The Abortion Debate: Why the facts matter

The Abortion Debate: Why the facts matter

What does the recent leak of the proposed first draft of the US Supreme Court’s decision to repeal Roe v Wade mean for women and the unborn? It is a far-reaching debate with global ramifications, even causing our prime minister to consider ways to “tighten abortion rights” in this country. But in a debate that can become very emotional, can we take a step back and look at the facts?

First, Canada doesn’t have a law that governs abortion in this country – decriminalized in 1988 with the Morgentaler decision – a woman can get an abortion at any point during her pregnancy, even up to her due date. It’s considered a medical procedure covered by provincial health care systems.

The Canadian Institute for Health Information estimates that more than 74,000 abortions were performed in clinics and hospitals in 2020. A steady decline from 2011, when the number was almost 109,000.

But what some might not realize is that there are no restrictions on why someone might get an abortion, which can include sex-selective abortion.

Every year, an estimated 4.7 million girls, the size of a small country, are aborted globally simply due to their gender. Canada is not immune from this global problem.

Yorkton-Melville MP Cathay Wagantall introduced C-233, the Sex-Selective Abortion Act, in 2020. If enacted, the bill would have prohibited a medical practitioner from knowingly performing an abortion if the reason is the sex of the unborn child.

When I asked MP Wagantall if she considered sex-selective abortion a ‘war on women,’ she said, “yes, in honesty. This is a circumstance where we value equality, we value human rights, but this is allowed to take place. And we should be valuing men and women equally from the earliest stages of life.”

Joyce Arthur, the Executive Director of The Abortion Rights Coalition of Canada, said in an interview with CTV News Regina, “while no one likes the idea of sex-selective abortion, it should not be criminalized. “This could create some distrust and silencing in the doctor’s office, which could impact the doctor-patient relationship,” explained Arthur. “It could [also] result in some doctors racially profiling their patients.”

So we allow millions of girls to die each year because they are not boys for the sake of what, the rights of those who can make a choice? That seems a little unfair, doesn’t it?

The face of abortion patients is also changing- and looks very different than those protesting on the streets. According to the CDC, most women who have an abortion have children, are poor, are unmarried, in their late 20s, have some college education. They are usually very early in their pregnancy and are disproportionately black.

And stats also show that the abortion rate, calculated among women ages 15 to 44, has fallen.

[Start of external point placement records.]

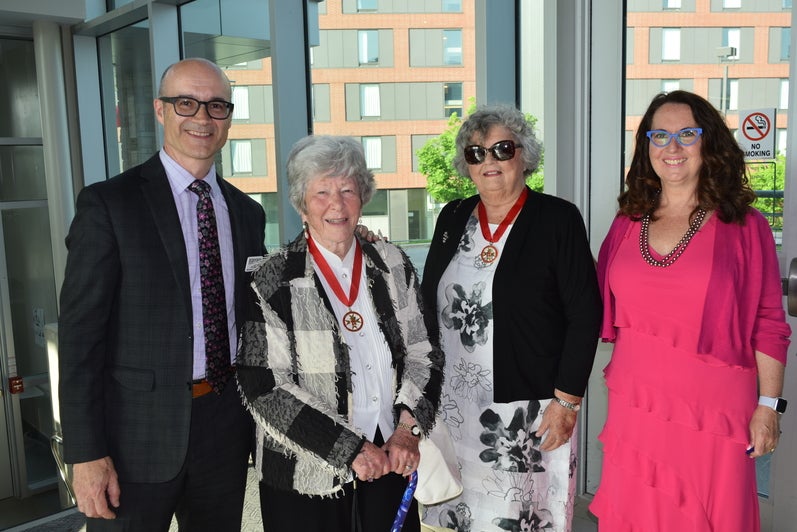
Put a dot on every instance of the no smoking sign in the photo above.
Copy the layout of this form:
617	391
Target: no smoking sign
757	134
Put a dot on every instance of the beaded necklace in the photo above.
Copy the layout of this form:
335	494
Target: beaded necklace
670	258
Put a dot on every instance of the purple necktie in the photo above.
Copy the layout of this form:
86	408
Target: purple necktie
214	307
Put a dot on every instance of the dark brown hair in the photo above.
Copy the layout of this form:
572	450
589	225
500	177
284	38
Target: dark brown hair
722	180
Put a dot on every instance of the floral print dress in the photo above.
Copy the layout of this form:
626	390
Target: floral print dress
509	484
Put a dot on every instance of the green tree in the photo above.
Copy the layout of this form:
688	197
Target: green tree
435	162
767	180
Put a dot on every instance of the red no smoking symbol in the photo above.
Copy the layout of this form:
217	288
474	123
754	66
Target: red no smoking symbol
755	126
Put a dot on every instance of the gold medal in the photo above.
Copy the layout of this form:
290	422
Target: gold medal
353	321
489	254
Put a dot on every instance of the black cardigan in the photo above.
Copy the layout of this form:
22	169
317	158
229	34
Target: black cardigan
546	302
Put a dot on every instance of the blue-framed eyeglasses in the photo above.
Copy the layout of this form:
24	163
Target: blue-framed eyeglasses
686	137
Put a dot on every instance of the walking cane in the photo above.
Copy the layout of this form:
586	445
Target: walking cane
406	500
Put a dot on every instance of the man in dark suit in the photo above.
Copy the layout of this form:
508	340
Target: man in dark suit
149	437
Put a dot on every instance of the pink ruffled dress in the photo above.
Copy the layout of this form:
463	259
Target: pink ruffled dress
677	423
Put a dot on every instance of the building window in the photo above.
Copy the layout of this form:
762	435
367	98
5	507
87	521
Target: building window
784	94
373	151
241	156
781	141
240	98
368	42
733	95
367	5
669	85
732	37
671	44
369	100
452	47
455	6
452	98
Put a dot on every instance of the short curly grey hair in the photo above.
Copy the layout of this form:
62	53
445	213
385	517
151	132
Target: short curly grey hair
477	126
327	155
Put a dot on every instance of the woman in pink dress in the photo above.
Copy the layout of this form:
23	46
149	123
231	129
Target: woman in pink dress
692	301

Americans are having half as many abortions as 30 years ago.

The face of pro-life protesters is changing too – no longer a war between pro-choice and the Church as much as some might want to make it out to be. There is a growing group of atheist pro-life advocates like Rosemary Geraghty. She is bisexual, liberal, atheist, vegan — and antiabortion, as she told the Washington post as she attended the March for life in 2017.

So what does this say about the debate we find ourselves in once again?

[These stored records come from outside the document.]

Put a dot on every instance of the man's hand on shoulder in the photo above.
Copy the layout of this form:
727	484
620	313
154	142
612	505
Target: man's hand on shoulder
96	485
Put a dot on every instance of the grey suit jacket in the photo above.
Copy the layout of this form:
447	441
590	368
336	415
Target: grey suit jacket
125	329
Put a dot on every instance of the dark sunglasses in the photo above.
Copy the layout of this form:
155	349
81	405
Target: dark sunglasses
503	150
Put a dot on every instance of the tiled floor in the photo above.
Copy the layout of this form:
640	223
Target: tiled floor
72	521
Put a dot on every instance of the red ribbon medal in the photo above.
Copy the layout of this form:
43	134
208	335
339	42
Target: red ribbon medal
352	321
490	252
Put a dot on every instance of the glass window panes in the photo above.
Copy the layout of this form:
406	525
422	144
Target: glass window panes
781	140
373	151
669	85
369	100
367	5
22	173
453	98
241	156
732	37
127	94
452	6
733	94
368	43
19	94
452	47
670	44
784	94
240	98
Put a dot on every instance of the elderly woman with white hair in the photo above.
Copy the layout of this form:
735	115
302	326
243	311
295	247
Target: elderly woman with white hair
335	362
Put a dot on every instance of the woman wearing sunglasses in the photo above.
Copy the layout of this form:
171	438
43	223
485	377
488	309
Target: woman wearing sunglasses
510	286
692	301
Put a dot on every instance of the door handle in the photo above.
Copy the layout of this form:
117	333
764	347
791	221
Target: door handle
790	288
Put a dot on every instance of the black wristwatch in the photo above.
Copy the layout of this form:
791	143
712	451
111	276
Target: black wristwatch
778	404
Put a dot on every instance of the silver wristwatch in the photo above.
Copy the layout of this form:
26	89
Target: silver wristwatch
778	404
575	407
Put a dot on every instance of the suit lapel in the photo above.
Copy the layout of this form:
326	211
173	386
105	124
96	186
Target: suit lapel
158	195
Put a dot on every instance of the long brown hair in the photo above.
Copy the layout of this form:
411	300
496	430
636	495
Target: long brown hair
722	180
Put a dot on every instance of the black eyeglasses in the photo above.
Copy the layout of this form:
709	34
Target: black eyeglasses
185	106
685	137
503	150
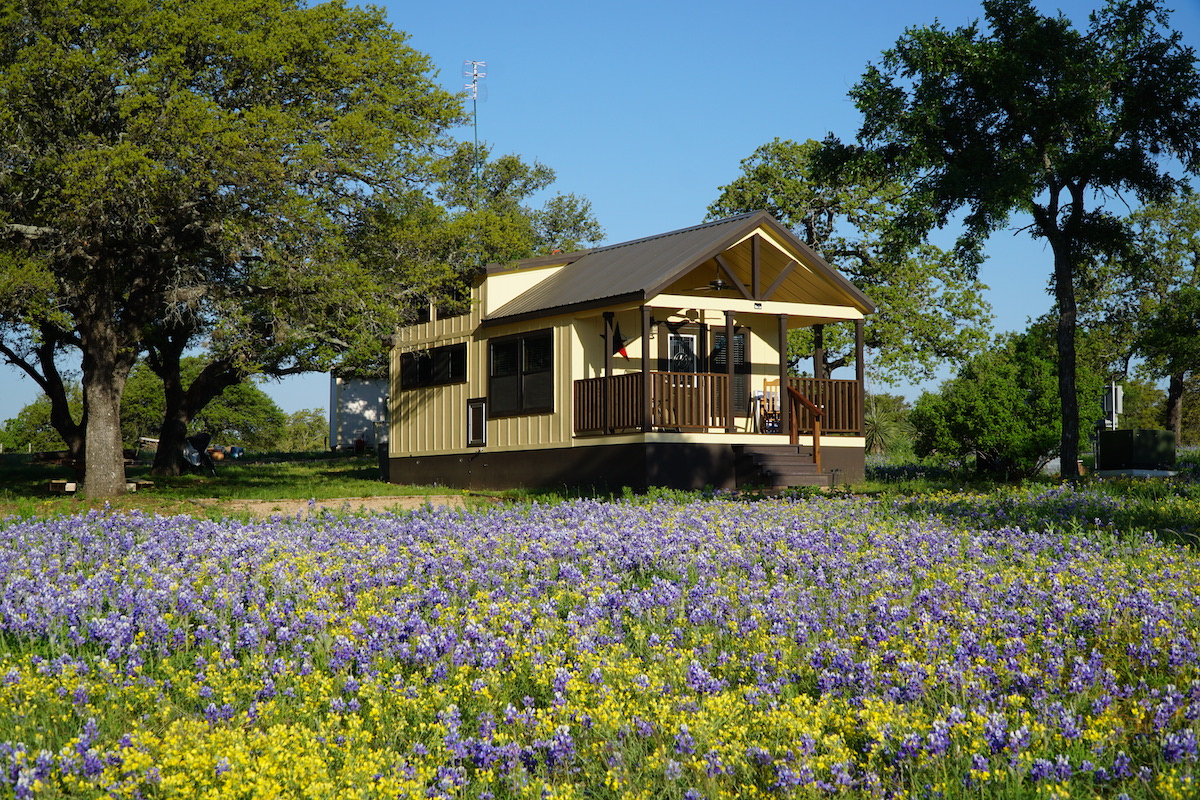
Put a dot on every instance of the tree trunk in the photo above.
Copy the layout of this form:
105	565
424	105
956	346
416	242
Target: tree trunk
1065	295
103	380
1175	405
72	433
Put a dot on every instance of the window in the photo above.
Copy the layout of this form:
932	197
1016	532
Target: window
521	374
741	367
435	367
682	349
477	422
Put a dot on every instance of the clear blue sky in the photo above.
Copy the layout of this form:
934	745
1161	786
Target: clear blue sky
647	107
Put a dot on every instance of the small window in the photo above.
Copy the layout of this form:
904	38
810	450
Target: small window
435	367
521	374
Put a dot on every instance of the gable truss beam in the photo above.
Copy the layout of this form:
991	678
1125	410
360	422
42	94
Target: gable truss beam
737	283
779	280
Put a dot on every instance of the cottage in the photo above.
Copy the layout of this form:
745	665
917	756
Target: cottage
612	367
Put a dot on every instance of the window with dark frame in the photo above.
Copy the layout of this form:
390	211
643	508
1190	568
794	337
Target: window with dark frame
435	367
741	367
521	374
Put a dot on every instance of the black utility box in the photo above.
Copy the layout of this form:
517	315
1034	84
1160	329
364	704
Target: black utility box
1137	449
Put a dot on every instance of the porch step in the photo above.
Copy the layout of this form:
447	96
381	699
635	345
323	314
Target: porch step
777	467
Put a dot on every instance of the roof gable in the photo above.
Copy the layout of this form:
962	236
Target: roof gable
639	270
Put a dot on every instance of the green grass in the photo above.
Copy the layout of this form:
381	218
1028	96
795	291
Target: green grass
275	476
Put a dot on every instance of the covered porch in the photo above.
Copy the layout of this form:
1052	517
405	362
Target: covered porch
679	401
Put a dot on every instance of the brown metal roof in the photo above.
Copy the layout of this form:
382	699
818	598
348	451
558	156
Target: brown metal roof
641	269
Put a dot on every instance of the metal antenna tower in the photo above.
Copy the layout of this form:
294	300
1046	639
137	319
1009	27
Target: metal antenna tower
473	70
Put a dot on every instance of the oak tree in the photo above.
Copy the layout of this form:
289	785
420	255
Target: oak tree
930	307
1026	114
153	149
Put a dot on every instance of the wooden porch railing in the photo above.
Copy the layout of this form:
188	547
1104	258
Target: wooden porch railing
838	401
679	401
604	404
798	402
689	401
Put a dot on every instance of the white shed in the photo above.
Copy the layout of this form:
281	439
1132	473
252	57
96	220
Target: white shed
358	411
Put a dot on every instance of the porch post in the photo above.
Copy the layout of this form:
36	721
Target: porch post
646	370
859	372
607	370
730	425
819	352
785	402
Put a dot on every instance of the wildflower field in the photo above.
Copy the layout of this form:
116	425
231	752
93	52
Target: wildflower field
999	645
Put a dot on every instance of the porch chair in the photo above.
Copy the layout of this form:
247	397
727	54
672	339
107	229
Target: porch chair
769	421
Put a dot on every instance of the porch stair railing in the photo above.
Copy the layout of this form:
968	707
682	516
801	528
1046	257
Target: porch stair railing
798	402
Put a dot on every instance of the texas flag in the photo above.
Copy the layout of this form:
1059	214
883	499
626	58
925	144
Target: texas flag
618	342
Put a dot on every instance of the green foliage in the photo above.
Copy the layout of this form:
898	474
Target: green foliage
1169	340
304	431
930	307
1001	408
240	415
196	164
31	428
886	425
1027	114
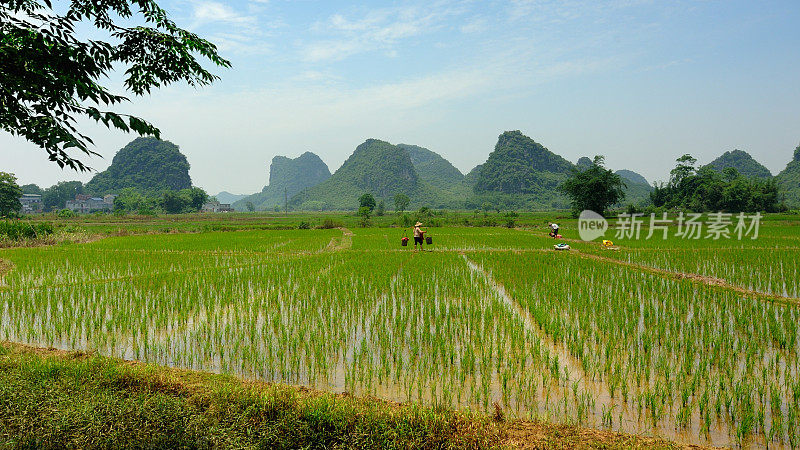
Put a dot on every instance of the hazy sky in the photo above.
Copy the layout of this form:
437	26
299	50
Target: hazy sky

While the centre of the discussion has and should always be around the rights of a woman’s body, there are responsibilities that come with having a uterus, an aspect of the debate no one is willing to wade into. And while we want to and should be treated equally to our male counterparts, we need to remember that this is bigger than us- it is about advocacy for ones yet to have a voice.

While I know this isn’t black and white, I do feel there needs to be provisions in place for those who are victims of crime, rape and those who are underage. But in a world where there is every option of contraception available, I wonder why in 2022, we are still having this debate in some of the most advanced countries in the world.

I would challenge both sides to go back and look at the stats of those who are finding themselves in this precarious situation where they feel forced to choose and ask what we can do as a society to support the woman and her child.

This issue has everything to do with education, support, and community.

So, what if we took the energy behind protests and prohibition and said to that woman who is scared, wondering how she will feed another mouth and make ends meet, that there is a community around her. Instead of using the millions of dollars on either side to promote a position, what if we invested in that child’s life, that family’s life and said we care as a society. Not fighting for the elimination of life or keeping a life but focusing our energy on ensuring that little one has a life that is valued. What if that was the decision that we all could rally around and support? That sounds like a pro-life and pro-choice win to me.